One of the key pieces of the package President Obama put forward yesterday to deal with the so-called “fiscal cliff” is a permanent end to the debt ceiling. It would make increases in the ceiling effectively automatic, subject to a veto by two-thirds of Congress.
This proposal did not just prompt howls of protestations from conservatives — it also produced a remarkable failure amongst politicians and journalists alike to understand the basics of government financing and the Constitution’s separation of powers.

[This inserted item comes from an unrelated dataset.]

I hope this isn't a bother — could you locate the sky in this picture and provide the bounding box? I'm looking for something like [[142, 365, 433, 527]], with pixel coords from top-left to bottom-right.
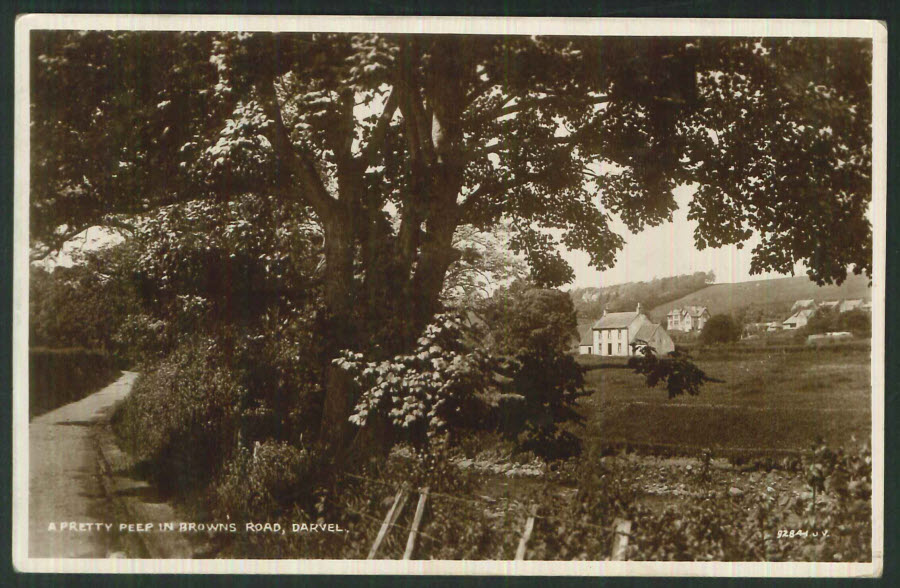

In the Washington Post yesterday, Lori Montgomery called the idea “an effective end to congressional control over the size of the national debt.” Rep. Louie Gohmert (R-TX) railed against it as “a blank check.” Timothy Carney, a journalist for The Washington Examiner, lamented the legislature ceding power to the executive, effectively “castrating” Congress.
But the worst example of the theme arrived this afternoon, when Fox News host Megyn Kelly asked Sen. John Cornyn (R-TX) about the White House’s debt ceiling proposal:
MEGYN KELLY: What do you make of [the President's] request to cut the Congress out of the process when it comes to raising the debt limit? He wants a blank check now to just raise it when he needs to. Your thoughts on that?
SEN. JOHN CORNYN: Well it’s outrageous. It’s like saying we’ve maxed out our credit card, so I’m gonna get a new credit card with no limit so I can keep spending. There needs to be some accountability here. So far were spending 42 cents out of every dollar in Washington in borrowed money. And that’s money that our kids and grandkids are gonna have to pay back. It’s profoundly irresponsible. So that’s a crazy idea, and I’m amazed that Secretary Geithner had the, uh, courage to float that yesterday.